Insgesamt vier Parkplätze sind nun auf dem Stoll-Gelände für E-Autos gekennzeichnet. An jeweils einer Ladestation können E-Mobilisten künftig an einer Typ-2-Ladesteckdose mit 22 Kilowatt normalladen und zusätzlich an der Schnellladesäule mit mehr als der doppelten Leistung Strom laden. „Ultraschnellladen ist immer mehr im Kommen und wichtig, damit E-Mobilisten auf Kurz- und Langstrecken flexibler unterwegs sind“, erklärt Klaus Tripke. Doch auch den Ausbau von Normalladern forcieren die Stadtwerke Bad Nauheim. Das kommunale Unternehmen hat bereits 16 Ladepunkte unter seiner Regie. Im kommenden Jahr sollen bis zu weitere 20 Ladepunkte hinzukommen.  

So klappt es mit dem Laden

Mit der Ladekarte der Stadtwerke laden Bad Nauheimer aktuell an allen AC Ladesäulen des kommunalen Unternehmens für 34 Cent pro Kilowattstunde (53 ct/kWh an DC Ladesäulen). Wer gleichzeitig Stromkunde der Stadtwerke ist, tankt vergünstigt für aktuell 30 Cent pro Kilowattstunde (51 ct/kWh an DC Ladesäulen). Die Ladekarte der Stadtwerke gibt es beim kommunalen Unternehmen in der Hohen Straße 14–18. Interessierte müssen persönlich zur Registrierung vorbeikommen und können die Ladekarte dann sofort mitnehmen. Zudem gibt es die Ladekarte demnächst als Smartphone-App. Neben der Möglichkeit, per Smartphone und Kreditkarte spontan zu laden, können E-Mobilisten an den beiden Stationen auf dem Stoll-Gelände auch über e-Roaming Strom tanken, etwa mit den Ladekarten von Plugsurfing oder EnBW.
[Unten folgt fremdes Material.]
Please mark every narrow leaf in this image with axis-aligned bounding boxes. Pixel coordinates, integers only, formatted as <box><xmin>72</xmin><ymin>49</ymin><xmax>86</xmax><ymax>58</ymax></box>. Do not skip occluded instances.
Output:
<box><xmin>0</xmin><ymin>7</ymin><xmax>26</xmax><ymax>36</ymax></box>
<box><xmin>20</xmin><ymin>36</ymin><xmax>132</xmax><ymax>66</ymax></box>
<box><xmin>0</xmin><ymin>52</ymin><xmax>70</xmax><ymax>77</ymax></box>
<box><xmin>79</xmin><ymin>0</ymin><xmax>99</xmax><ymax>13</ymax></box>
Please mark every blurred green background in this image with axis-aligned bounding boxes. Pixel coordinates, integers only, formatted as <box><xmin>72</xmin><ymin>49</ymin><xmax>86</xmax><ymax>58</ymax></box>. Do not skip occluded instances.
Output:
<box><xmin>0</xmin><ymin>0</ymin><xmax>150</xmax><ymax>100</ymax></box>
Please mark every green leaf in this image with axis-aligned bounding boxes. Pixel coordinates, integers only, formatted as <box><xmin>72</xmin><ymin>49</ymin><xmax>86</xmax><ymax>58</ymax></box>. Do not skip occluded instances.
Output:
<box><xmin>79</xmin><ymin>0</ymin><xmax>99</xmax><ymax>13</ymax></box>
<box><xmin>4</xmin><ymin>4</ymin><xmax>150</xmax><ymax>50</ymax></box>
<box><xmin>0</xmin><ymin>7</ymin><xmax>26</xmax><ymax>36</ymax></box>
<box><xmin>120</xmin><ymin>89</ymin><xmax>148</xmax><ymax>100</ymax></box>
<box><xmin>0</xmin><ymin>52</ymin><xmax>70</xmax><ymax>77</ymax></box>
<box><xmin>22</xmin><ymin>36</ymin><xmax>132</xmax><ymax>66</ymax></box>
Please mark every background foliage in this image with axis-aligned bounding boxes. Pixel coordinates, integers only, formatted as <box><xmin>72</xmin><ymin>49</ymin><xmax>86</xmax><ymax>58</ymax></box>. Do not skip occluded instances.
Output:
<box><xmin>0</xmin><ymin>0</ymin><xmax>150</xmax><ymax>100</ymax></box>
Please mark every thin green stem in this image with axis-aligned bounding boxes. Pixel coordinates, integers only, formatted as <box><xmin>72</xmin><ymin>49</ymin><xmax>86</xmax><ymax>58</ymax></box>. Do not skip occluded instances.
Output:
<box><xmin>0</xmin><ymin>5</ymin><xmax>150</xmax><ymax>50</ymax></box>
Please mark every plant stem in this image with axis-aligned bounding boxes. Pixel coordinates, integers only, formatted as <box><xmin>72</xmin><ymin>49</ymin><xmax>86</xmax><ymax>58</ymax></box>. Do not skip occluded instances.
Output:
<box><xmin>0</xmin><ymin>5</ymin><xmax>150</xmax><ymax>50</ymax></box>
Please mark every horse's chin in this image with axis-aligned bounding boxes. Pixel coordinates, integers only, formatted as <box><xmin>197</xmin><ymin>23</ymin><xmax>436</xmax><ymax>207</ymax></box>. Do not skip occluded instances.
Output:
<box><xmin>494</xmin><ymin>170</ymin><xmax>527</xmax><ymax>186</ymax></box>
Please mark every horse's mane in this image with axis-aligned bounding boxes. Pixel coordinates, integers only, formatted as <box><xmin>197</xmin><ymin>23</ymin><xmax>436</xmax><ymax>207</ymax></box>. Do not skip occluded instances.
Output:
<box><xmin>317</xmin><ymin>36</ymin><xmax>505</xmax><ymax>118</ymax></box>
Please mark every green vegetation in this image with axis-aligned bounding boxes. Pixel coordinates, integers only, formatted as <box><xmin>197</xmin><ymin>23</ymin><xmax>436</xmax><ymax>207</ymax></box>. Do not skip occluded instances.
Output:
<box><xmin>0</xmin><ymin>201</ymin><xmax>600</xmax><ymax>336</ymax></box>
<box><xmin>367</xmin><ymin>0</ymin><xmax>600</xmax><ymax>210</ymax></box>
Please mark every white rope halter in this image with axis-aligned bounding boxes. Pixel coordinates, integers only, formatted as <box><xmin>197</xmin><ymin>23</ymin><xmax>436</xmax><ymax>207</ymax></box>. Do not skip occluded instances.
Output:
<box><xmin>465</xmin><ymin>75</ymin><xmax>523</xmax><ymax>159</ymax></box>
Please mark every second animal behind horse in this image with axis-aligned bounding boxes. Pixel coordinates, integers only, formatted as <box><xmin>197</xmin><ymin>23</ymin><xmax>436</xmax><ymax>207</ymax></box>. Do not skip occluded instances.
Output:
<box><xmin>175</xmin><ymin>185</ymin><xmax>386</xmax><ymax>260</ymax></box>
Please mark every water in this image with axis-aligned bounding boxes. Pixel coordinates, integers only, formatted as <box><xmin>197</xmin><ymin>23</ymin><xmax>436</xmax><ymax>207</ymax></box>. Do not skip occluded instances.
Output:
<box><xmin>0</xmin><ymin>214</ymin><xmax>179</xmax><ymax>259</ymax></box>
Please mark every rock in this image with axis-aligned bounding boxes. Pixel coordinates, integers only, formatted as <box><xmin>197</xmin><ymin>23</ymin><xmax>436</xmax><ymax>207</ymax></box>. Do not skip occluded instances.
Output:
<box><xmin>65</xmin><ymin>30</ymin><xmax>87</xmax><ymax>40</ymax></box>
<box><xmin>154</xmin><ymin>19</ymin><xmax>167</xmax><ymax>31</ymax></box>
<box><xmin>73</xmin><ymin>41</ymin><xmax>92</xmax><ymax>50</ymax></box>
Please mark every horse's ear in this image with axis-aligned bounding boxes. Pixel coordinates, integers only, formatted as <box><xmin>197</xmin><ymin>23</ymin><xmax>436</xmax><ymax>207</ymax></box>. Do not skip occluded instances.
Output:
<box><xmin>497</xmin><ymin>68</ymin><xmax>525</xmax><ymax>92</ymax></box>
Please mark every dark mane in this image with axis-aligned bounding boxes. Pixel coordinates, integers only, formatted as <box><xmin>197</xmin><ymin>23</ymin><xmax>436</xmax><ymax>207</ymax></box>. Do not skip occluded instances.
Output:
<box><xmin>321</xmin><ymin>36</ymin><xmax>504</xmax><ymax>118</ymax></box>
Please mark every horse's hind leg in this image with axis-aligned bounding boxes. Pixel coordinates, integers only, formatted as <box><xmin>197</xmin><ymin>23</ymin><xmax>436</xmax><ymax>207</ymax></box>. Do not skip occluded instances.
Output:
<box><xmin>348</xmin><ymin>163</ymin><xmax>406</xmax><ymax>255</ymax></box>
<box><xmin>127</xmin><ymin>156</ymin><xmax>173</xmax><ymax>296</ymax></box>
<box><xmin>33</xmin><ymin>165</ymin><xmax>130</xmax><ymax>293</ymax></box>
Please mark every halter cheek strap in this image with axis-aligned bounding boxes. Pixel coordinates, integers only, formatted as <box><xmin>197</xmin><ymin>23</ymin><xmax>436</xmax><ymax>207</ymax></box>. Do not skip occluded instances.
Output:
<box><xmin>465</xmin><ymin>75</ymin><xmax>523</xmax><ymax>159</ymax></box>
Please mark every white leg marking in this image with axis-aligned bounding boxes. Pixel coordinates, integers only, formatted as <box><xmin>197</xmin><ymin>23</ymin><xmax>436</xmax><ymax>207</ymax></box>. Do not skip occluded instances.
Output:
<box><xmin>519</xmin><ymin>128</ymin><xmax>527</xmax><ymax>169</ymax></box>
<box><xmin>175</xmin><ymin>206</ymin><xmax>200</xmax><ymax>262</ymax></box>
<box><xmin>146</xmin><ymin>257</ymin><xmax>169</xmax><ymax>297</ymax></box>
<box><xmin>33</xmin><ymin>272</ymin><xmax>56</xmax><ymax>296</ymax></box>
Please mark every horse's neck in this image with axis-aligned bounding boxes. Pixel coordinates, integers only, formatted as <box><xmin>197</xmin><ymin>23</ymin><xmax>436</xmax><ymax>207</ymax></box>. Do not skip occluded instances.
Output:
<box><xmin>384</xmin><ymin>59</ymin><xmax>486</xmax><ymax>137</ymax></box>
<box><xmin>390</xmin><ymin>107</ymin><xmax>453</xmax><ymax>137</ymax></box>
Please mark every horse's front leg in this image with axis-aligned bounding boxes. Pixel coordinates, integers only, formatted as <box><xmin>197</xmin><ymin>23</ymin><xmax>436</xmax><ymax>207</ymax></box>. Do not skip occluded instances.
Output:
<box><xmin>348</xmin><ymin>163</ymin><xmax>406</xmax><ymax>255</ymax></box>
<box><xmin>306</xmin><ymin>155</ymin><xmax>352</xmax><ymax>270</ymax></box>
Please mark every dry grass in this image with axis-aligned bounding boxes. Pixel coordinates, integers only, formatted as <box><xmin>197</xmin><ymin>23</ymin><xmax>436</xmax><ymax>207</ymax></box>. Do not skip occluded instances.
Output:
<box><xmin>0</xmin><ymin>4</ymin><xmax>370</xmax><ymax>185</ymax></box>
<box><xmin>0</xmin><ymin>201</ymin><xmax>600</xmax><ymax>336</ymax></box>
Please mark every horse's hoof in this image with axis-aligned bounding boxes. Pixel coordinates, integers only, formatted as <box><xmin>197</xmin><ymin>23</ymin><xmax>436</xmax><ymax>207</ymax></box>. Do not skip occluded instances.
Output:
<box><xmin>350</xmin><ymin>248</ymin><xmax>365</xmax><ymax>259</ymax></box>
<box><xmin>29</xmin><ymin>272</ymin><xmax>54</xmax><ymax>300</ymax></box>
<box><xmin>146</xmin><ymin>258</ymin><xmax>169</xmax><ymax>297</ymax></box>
In Bad Nauheim kann jetzt zügig Strom geladen werden. Möglich machen dies die beiden Schnelllader der Stadtwerke Bad Nauheim auf dem Stoll-Gelände.

v.l.n.r.: Dennis Zährl, Projektleiter Elektromobilität der Stadtwerke Bad Nauheim, Geschäftsführer Dr. Thorsten Reichel, Stadtwerke Bad Nauheim, Klaus Diegelmann, Geschäftsführer der Werner Projektentwicklung und Klaus Tripke, Leiter Vertrieb der Stadtwerke Bad Nauheim.